Support to GPs and Practices. One of the main tasks of the LMC has always been to listen to, support and advise constituent practices and GPs who are in trouble or distress. We have three specialised ‘LMC Advocates’ to whom GPs are referred. The Chairman and Secretary also offer help as required. The LMC now plans to provide every practice with a copy of ‘STOP The Stress of Medical Practice’ and to pass copies on to trainee GPs to help them prepare to deal with stressful situations later in their careers.

LMC Finances. For yet another year the LMC has been able to hold its levy at the same level, despite inflation. This is largely due to holding fewer meetings than were originally budgeted for and there being fewer members than formerly. We hope to be able to keep the levy frozen again this year, as we are well aware of the financial pressures on practices. We shall also be looking to see whether, as a membership organisation, we should be largely free of Corporation Tax in future. (Income from a share in the commission from the Federation of LMC Buying Groups is a very small sum, but would be liable to Corporation Tax.)

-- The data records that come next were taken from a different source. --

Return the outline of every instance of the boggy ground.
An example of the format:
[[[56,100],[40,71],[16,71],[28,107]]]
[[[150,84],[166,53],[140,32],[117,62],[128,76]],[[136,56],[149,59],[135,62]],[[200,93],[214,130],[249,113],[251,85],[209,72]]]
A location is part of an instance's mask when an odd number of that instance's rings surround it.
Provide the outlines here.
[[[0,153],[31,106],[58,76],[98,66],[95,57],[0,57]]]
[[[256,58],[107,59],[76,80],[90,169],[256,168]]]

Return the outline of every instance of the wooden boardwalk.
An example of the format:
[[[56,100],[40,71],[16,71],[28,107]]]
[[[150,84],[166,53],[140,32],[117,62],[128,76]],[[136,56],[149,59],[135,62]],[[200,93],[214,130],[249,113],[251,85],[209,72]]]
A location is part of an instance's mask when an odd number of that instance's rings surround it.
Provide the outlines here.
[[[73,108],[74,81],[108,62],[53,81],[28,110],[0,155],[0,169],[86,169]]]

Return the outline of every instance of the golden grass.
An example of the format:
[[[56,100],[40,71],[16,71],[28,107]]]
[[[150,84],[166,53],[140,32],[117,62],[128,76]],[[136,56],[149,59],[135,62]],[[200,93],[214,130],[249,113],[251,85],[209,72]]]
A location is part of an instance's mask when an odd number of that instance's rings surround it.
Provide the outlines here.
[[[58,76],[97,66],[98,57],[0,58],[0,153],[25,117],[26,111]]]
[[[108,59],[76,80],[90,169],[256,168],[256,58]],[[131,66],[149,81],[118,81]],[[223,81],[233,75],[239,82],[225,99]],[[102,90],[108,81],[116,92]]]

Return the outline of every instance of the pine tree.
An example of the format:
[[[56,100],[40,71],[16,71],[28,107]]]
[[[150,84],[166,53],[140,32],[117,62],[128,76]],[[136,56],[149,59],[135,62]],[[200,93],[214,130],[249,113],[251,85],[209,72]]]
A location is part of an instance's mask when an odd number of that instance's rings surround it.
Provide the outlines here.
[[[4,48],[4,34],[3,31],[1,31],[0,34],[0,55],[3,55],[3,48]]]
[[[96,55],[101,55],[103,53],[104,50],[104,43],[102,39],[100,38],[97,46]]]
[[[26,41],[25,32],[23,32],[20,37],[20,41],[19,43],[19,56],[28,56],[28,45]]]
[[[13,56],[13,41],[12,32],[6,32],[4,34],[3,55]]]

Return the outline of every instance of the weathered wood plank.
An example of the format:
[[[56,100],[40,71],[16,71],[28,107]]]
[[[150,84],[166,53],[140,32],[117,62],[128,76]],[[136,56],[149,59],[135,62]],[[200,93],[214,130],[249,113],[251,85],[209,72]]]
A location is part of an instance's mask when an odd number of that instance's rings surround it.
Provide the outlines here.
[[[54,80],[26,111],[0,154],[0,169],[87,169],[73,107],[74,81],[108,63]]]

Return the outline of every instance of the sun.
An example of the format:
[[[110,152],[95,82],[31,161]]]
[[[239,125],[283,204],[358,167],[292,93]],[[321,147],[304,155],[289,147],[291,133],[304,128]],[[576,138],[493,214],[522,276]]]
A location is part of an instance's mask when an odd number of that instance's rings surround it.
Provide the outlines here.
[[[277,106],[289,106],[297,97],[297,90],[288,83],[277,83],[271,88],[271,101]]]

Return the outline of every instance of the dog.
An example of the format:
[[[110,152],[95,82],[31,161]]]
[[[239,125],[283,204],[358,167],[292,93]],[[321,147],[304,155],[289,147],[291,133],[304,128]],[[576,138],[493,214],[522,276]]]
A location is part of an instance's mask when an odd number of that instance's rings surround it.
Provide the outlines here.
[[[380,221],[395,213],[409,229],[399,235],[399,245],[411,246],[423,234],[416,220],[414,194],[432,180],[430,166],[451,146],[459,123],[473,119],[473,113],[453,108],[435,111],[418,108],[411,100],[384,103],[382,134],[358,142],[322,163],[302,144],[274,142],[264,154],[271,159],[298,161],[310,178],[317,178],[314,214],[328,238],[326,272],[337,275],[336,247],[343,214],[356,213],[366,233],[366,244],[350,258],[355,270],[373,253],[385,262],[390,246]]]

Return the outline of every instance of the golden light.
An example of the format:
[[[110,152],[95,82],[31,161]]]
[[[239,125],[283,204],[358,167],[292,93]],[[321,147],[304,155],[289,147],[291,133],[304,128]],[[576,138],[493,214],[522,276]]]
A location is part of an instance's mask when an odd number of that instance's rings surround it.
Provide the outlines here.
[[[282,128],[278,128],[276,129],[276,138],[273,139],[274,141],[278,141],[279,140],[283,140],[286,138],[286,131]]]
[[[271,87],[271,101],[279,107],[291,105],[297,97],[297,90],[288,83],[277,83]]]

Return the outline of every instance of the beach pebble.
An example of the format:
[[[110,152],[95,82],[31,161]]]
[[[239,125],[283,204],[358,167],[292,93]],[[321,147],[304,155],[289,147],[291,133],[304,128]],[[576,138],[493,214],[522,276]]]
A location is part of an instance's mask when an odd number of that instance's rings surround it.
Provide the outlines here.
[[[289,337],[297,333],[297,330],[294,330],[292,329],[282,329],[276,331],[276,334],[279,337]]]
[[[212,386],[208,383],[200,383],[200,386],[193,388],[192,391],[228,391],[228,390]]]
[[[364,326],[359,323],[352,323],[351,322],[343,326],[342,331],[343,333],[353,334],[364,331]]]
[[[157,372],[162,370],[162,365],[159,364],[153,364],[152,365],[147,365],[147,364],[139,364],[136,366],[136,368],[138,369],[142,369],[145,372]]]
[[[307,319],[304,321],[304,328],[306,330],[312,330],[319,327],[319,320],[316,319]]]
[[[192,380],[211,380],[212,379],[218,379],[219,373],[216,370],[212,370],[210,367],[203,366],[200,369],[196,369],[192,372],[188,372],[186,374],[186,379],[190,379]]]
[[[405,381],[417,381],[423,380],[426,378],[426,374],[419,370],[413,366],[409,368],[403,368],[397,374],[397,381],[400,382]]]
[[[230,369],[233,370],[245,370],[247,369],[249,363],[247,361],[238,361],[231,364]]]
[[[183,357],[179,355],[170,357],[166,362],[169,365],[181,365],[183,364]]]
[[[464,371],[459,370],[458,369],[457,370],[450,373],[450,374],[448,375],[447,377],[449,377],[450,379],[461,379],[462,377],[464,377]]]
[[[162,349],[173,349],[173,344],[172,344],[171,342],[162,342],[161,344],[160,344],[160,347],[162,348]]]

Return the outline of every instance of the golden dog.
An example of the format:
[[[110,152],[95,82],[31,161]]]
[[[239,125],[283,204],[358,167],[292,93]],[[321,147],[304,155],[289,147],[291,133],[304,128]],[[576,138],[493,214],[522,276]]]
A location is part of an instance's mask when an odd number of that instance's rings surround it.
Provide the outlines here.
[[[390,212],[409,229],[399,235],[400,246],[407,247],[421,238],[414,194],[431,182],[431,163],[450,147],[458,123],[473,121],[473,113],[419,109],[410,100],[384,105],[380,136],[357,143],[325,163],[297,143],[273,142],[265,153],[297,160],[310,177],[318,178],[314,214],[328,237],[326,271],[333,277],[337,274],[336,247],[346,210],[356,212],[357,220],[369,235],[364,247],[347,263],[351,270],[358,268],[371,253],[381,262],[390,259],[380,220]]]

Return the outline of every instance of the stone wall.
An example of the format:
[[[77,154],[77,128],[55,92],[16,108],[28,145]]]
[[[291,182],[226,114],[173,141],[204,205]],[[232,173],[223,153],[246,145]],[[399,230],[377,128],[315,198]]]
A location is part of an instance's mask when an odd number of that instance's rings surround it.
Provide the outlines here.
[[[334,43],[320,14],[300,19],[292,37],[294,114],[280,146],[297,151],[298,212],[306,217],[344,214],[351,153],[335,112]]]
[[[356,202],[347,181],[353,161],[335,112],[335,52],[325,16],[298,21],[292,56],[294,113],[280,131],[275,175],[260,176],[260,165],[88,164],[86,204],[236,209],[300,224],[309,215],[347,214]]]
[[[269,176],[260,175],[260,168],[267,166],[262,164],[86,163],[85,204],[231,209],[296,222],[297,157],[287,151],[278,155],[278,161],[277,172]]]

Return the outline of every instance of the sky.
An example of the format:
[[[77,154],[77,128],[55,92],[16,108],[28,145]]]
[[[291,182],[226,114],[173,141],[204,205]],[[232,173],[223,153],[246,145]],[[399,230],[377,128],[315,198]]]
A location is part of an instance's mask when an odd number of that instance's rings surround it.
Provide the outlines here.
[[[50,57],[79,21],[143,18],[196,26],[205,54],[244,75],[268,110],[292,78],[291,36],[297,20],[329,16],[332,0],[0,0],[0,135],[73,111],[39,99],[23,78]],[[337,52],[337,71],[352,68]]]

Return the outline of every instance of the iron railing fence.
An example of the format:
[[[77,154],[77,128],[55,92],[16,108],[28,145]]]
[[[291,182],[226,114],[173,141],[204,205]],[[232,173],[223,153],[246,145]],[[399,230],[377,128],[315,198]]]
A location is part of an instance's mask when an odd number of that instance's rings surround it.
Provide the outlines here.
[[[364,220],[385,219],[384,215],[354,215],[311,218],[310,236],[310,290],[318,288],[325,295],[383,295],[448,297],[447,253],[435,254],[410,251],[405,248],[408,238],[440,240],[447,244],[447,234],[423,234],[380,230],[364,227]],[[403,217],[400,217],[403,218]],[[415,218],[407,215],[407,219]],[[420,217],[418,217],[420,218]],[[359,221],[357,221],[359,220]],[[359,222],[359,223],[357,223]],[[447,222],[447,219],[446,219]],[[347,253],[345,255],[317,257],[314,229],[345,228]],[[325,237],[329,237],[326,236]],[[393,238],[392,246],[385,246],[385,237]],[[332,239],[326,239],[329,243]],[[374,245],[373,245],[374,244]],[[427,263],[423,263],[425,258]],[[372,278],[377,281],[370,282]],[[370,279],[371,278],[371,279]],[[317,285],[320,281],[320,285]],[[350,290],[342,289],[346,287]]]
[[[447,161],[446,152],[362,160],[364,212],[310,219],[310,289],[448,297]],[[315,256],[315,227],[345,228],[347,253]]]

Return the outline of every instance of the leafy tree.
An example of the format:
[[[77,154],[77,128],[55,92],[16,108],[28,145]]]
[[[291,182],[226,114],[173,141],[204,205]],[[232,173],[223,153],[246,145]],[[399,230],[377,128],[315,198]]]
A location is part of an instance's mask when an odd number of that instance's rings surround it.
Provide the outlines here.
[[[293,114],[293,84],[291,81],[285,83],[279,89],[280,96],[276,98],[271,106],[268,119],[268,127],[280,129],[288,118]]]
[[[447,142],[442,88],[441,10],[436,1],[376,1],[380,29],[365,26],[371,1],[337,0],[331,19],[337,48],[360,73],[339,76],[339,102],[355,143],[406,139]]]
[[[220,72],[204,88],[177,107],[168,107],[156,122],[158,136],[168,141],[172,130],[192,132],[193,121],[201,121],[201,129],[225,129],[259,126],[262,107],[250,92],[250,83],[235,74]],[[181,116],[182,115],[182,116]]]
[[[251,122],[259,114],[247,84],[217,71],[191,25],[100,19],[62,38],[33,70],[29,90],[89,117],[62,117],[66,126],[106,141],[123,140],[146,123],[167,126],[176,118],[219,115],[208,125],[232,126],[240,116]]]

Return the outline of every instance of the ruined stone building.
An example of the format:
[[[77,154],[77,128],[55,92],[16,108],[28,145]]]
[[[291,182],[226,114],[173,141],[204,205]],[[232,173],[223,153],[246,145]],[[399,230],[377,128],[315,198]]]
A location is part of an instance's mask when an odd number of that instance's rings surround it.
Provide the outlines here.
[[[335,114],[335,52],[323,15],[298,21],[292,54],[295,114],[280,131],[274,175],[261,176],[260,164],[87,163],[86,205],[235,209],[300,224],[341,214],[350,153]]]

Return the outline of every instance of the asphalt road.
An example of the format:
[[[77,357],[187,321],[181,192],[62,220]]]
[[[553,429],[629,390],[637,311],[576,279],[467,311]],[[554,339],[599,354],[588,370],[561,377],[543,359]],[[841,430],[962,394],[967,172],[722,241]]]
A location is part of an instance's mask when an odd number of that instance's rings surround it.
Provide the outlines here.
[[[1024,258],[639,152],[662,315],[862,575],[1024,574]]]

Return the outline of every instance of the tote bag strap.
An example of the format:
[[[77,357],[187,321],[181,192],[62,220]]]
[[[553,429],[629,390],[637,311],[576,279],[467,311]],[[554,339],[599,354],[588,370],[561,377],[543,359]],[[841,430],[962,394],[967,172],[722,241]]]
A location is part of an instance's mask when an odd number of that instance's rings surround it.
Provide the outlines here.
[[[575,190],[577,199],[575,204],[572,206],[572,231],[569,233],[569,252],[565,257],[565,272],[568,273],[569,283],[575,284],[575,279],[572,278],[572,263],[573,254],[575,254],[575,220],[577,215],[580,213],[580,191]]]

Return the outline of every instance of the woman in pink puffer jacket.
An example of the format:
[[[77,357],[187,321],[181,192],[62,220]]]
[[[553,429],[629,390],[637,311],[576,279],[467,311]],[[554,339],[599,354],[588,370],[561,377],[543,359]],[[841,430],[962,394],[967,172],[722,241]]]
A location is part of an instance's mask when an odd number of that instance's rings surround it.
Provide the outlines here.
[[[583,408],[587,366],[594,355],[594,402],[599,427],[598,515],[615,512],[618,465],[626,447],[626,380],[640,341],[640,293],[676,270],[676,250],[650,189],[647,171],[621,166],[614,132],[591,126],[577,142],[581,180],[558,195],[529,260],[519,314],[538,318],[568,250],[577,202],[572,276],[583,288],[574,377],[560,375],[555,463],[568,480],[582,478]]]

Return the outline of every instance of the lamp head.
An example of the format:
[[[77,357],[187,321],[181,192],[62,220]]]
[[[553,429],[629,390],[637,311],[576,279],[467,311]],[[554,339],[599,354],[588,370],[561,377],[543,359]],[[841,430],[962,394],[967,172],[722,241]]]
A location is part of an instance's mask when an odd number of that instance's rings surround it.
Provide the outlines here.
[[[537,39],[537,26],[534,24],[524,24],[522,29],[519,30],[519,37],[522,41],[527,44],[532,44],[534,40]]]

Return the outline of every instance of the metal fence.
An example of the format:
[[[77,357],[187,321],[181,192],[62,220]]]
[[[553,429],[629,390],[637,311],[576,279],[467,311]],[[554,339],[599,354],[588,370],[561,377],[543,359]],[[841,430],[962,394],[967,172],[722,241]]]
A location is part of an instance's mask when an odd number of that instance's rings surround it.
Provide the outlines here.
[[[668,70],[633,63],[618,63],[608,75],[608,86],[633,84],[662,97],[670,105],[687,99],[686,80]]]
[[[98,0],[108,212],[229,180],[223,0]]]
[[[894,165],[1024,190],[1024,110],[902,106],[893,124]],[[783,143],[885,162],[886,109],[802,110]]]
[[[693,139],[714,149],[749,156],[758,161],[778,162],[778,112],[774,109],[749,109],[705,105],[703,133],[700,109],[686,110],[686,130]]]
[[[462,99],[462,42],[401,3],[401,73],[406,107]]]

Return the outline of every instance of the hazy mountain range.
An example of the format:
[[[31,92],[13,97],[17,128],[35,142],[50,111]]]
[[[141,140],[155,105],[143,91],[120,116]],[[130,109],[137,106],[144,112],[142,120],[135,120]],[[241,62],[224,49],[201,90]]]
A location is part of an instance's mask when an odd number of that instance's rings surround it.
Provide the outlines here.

The Federation of LMCs’ Buying Groups. The LMC continues to suggest to practices that they should always review whether they can obtain better value for money for goods and services which they have to buy, and that one source is the LMC’s Buying Group Federation. There was an unfortunate and unforeseeable failure of Crucell in producing flu vaccines this year, but overall there is an increase in use of the Federation’s offers by practices.